Jeffrey Vander Stoep, a software engineer at Google, said: “We will continue to focus on eliminating bugs of all types, focusing on the most severe ones. As memory safety bugs become fewer and fewer, we expect the research community to focus its vulnerability discovery efforts on other loopholes.”
Percentage of Memory Security Vulnerabilities
C and C++ have been the workhorse programming languages of the software industry for decades. However, they lack the memory protections of more modern languages such as C#, Go, Java, Python, Ruby, Rust, and Swift. According to application security firm Veracode’s State of Software Security Volume 11 report, 59 percent of C++ applications are critically flawed, compared with 9 percent for JavaScript and 10 percent for Python.
Buffer overflows and worms
Programmers can easily write buggy code, and this has become a major problem for large software companies. For example, Microsoft found that memory safety issues accounted for 70 percent of vulnerabilities found in the company’s software until 2018. Overall, memory safety issues account for 60%-70% of all vulnerabilities in various ecosystems, according to a 2020 study by software resilience engineer Alex Gaynor.
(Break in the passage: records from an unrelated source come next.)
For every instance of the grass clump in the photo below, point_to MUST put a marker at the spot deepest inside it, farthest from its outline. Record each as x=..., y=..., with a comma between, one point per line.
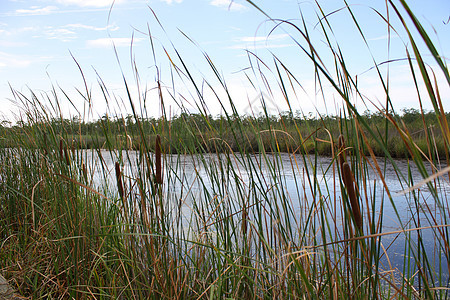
x=198, y=207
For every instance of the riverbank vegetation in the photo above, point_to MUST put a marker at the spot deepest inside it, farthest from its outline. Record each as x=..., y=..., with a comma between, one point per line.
x=233, y=207
x=190, y=133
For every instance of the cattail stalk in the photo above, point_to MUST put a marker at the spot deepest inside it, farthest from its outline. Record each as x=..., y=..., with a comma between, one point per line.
x=349, y=183
x=158, y=165
x=119, y=180
x=349, y=180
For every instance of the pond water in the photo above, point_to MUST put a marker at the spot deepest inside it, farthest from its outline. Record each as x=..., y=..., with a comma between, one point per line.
x=300, y=181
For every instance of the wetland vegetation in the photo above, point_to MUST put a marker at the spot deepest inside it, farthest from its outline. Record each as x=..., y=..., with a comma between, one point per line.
x=111, y=208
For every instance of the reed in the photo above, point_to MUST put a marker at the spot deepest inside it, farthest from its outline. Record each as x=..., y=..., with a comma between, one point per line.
x=264, y=217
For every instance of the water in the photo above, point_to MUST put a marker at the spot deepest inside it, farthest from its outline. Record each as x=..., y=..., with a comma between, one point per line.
x=227, y=181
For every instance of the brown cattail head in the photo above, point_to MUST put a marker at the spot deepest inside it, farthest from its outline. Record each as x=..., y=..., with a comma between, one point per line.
x=244, y=221
x=341, y=148
x=158, y=166
x=66, y=155
x=348, y=178
x=119, y=179
x=61, y=144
Veracode CTO Chris Wysopal said that these vulnerabilities are easily exploited to attack applications, so they are the root cause behind a large number of intrusions: “Memory corruption issues are among the most serious flaws because they often allow attackers to exploit code to take full control of the application, and in the worst case, even create worms that can exploit other vulnerabilities.”
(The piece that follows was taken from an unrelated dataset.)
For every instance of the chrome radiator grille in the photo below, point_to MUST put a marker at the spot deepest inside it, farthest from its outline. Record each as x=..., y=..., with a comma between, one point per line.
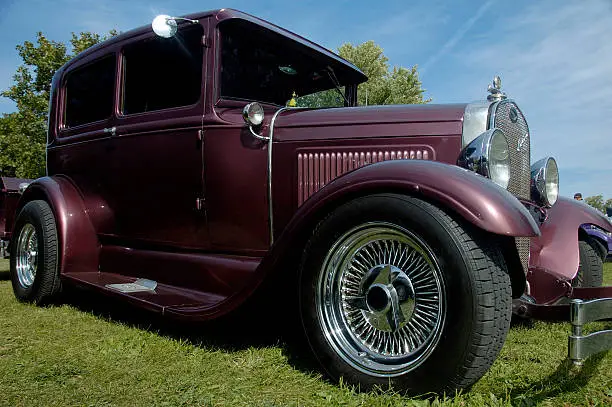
x=517, y=133
x=507, y=117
Google noted in its recent blog post that while memory safety bugs account for only 36 percent of Android development, they account for 86 percent of critical security bugs and 89 percent of remotely exploitable issues.
switch to safe language
For this reason, Google and others are urging developers to adopt memory-safe languages.
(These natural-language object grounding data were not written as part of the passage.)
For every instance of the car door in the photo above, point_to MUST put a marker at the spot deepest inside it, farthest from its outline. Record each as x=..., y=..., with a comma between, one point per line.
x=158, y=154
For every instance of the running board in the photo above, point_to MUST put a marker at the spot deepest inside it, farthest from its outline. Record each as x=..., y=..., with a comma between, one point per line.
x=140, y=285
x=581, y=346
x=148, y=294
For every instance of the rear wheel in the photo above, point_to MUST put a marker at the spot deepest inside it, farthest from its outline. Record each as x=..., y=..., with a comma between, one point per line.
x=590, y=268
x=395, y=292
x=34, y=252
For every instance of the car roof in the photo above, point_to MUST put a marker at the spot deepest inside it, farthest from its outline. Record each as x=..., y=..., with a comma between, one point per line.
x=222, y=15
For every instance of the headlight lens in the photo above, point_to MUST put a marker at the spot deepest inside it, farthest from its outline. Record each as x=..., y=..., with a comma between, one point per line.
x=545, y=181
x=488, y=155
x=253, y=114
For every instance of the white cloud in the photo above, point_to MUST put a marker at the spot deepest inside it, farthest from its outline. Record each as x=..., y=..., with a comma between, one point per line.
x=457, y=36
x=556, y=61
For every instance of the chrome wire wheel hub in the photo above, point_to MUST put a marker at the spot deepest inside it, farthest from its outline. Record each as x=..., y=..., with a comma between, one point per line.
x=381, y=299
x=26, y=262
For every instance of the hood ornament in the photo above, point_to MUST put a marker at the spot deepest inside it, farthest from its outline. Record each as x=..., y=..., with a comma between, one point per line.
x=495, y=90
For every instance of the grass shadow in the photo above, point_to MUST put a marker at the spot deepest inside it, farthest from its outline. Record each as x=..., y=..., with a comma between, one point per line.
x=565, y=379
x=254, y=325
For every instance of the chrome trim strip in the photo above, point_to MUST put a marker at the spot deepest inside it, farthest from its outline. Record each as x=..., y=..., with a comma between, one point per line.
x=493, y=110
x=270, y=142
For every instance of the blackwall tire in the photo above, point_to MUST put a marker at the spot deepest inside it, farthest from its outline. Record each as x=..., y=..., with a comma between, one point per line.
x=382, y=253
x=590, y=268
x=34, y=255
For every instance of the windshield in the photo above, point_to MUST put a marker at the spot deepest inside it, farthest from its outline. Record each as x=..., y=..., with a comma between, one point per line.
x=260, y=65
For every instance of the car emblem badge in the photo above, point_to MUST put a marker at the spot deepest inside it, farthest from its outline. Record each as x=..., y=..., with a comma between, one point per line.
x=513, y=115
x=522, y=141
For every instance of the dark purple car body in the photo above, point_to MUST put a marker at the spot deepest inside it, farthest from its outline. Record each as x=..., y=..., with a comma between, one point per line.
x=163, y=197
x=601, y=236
As far as Google is concerned, C and C++ now account for less than half of all new code. In fact, the latest version of Android 13 is the first to write most of its code in a memory-safe language. For many developers, Rust has replaced C and C++—Rust is an efficient programming language focused on creating safe code, and even the National Security Agency is urging companies to adopt memory-safe programming languages.
However, converting a memory-safe language is not enough. While these languages greatly reduce the chances of a programmer writing unsafe code, each language has a different level of protection. For this reason, the NSA also recommends that developers use a variety of application security tools, from compiler options to static scanners to runtime analysis, to harden applications as much as possible.
“Software analysis tools can detect memory management problems, and operating environment options can provide some protection, but the inherent protection provided by memory-safe software languages prevents or mitigates most memory management problems,” the NSA said in the report.
Separately, Veracode’s Wysopal noted: “While memory-safe programming languages are not a stand-alone solution to the problem of software vulnerabilities, they provide developers with guidance by which they can avoid some of the worst programming mistakes.”
Currently, it is difficult to generalize and explain the low number of vulnerabilities in memory-safe languages because they are used differently. But if you use two different languages to accomplish the same task, and one of them is memory-safe, then it will generally have fewer and less severe vulnerabilities.